Machine Learning Pipeline
Pipeline chains together multiple steps so that the output of each step is used as input to the next step.
Pipelines make it easy to apply the same preprocessing to train and test.
Without pipeline steps:
1. Applying Imputation
- Imputation means filling the null values in the data by using the simple imputer in sklearn.
from sklearn.compose import ColumnTransformer
from sklearn.impute import SimpleImputer
trf1 = ColumnTransformer([
("impute", SimpleImputer(), [1]) # 1 means first column
("impute_cat", SimpleImputer(strategy="most_frequent"), [6])

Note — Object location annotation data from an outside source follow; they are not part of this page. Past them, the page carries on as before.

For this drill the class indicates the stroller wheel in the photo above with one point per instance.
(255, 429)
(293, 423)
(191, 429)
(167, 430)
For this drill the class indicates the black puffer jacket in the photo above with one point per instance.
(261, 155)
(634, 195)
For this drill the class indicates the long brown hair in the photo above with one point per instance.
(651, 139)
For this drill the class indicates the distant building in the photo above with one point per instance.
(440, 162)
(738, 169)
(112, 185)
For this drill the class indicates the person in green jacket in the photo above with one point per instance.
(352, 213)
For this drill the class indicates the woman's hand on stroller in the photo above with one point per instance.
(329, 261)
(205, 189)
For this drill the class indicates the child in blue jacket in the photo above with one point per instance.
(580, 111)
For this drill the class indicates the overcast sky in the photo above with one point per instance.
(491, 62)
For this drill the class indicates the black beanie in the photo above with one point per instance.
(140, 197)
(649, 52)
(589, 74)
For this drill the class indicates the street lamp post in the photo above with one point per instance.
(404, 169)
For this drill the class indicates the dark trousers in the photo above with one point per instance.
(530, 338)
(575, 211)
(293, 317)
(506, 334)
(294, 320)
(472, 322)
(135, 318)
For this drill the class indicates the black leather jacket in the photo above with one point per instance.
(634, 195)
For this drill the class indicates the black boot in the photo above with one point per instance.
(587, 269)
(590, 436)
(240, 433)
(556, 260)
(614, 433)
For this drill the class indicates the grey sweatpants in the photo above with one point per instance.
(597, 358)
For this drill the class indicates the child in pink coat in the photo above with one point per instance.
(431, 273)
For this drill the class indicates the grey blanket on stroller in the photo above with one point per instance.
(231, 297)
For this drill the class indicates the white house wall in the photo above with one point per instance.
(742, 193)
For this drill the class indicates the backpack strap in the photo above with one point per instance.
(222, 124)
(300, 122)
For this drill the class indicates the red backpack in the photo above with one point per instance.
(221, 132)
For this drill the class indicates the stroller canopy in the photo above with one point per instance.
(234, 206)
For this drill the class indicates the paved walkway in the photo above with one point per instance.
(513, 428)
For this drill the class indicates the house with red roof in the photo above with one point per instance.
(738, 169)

], remainder="passthrough")
2. OneHot Encoding
- OneHot encoding means converting the categorical columns to numeric columns by using the OneHotEncoding in sklearn.
from sklearn.preprocessing import OneHotEncoder
trf2 = ColumnTransformer([
("encoding", OneHotEncoder(sparse=False, handle_unknown='ignore'),[1,6])

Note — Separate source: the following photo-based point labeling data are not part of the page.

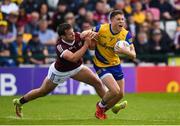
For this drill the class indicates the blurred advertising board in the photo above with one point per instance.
(18, 81)
(174, 61)
(158, 79)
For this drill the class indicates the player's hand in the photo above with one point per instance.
(87, 41)
(92, 34)
(121, 50)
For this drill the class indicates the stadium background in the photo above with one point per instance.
(154, 24)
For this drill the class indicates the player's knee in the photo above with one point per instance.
(98, 84)
(115, 92)
(42, 93)
(121, 95)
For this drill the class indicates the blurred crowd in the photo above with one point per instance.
(28, 27)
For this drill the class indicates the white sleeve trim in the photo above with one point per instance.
(63, 53)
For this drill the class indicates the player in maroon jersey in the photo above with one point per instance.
(70, 48)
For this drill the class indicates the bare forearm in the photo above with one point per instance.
(79, 53)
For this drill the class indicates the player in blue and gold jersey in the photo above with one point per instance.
(107, 62)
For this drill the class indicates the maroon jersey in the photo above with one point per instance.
(62, 64)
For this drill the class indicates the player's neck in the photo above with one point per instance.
(114, 29)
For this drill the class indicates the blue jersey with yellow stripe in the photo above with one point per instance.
(104, 51)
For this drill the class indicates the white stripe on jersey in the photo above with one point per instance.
(60, 49)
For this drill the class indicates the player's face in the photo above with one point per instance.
(118, 22)
(70, 35)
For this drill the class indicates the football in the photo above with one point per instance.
(93, 44)
(122, 44)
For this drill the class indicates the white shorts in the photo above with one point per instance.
(59, 77)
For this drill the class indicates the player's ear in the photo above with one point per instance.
(94, 29)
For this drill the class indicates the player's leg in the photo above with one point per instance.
(87, 76)
(117, 107)
(46, 87)
(118, 97)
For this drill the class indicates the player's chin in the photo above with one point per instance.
(120, 27)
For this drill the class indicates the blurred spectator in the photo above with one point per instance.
(32, 5)
(149, 17)
(7, 7)
(59, 15)
(87, 58)
(52, 4)
(142, 47)
(139, 15)
(23, 18)
(36, 51)
(158, 46)
(47, 36)
(177, 39)
(70, 18)
(128, 10)
(89, 18)
(119, 5)
(12, 19)
(165, 36)
(88, 4)
(43, 13)
(18, 50)
(80, 18)
(6, 36)
(131, 25)
(176, 5)
(145, 27)
(100, 14)
(26, 36)
(33, 23)
(4, 54)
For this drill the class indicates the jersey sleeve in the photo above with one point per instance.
(60, 50)
(96, 29)
(129, 38)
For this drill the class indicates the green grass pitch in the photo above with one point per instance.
(150, 109)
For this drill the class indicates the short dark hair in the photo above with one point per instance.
(115, 12)
(62, 28)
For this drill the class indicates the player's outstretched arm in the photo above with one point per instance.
(74, 57)
(130, 53)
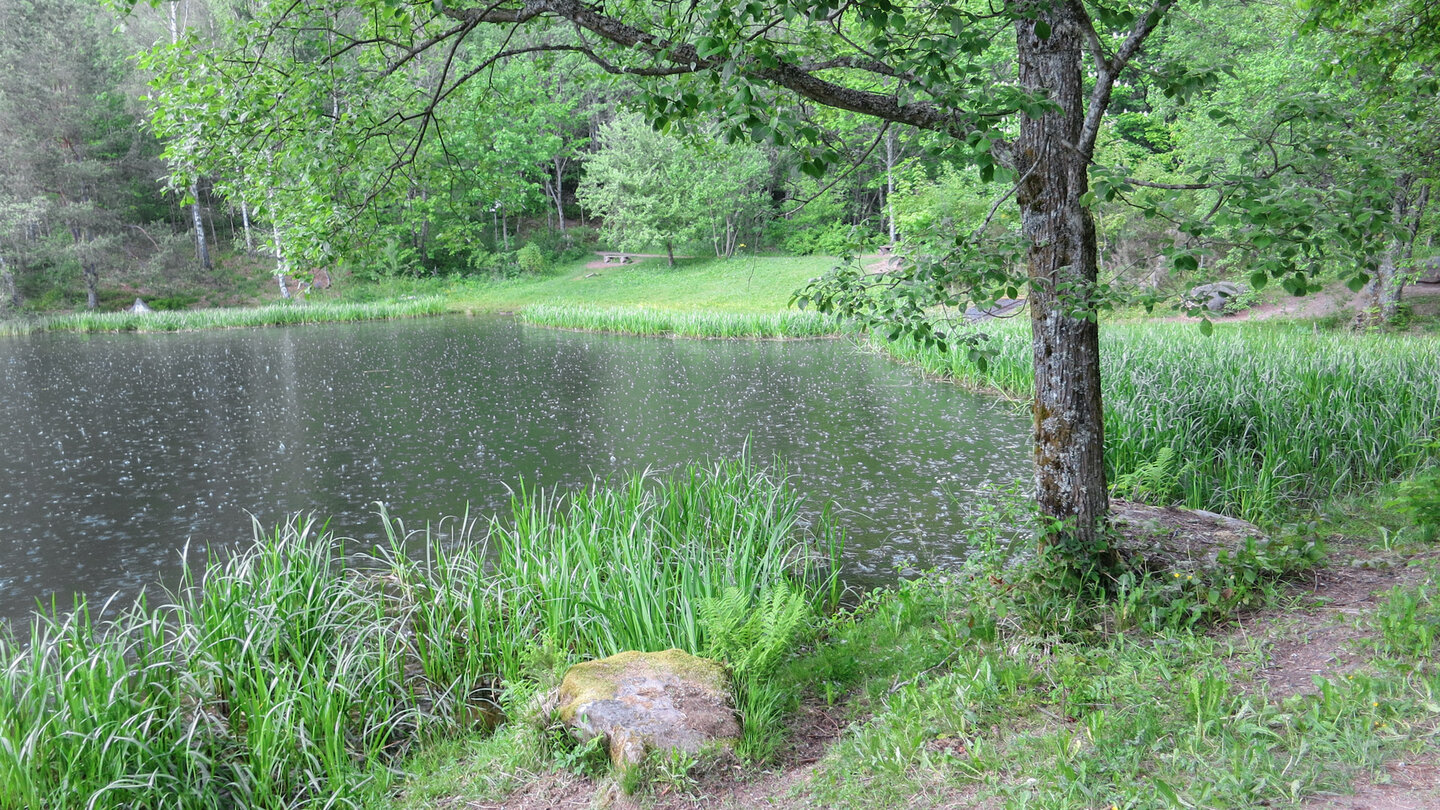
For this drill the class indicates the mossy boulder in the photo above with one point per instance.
(648, 701)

], remainder='passthrough')
3. Scaling
- Scaling means scaling all numbers in the 0 to 1 range by using the MinMaxScaler in sklearn.
from sklearn.preprocessing import MinMaxScaler
trf3 = ColumnTransformer([
('scale', MinMaxScaler(), slice(0,8)) # Slice means apply on 0 to 8 all columns
])
4. Train the model
- Define the model here we are using the DecisionTreeClassifier
from sklearn.tree import DecisionTreeClassifier
trf4 = DecisionTreeClassifier()
With the pipeline:
from sklearn.pipeline import Pipeline
pipe = Pipeline([
("trf1", trf1),
("trf2", trf2),
("trf3", trf3),
("trf4", trf4),
])
pipe.fit(X_train, y_train)
y_pred = pipeline.predict(X_test)
Use the make_pipeline function in sklearn
from sklearn.pipeline import make_pipeline
pipeline = make_pipeline(trf1, trf2, trf3, trf4)
pipeline.fit(X_train, y_train)
y_pred = pipeline.predict(X_test)
How to see the full pipeline in visual format
from sklearn import set_config
set_config(display='diagram')
pipe
This is a basic guide about pipeline implementation in sklearn. It is easy to use all the preprocessing steps and model fitting in a one stop solution for all.
Thanks for feedback.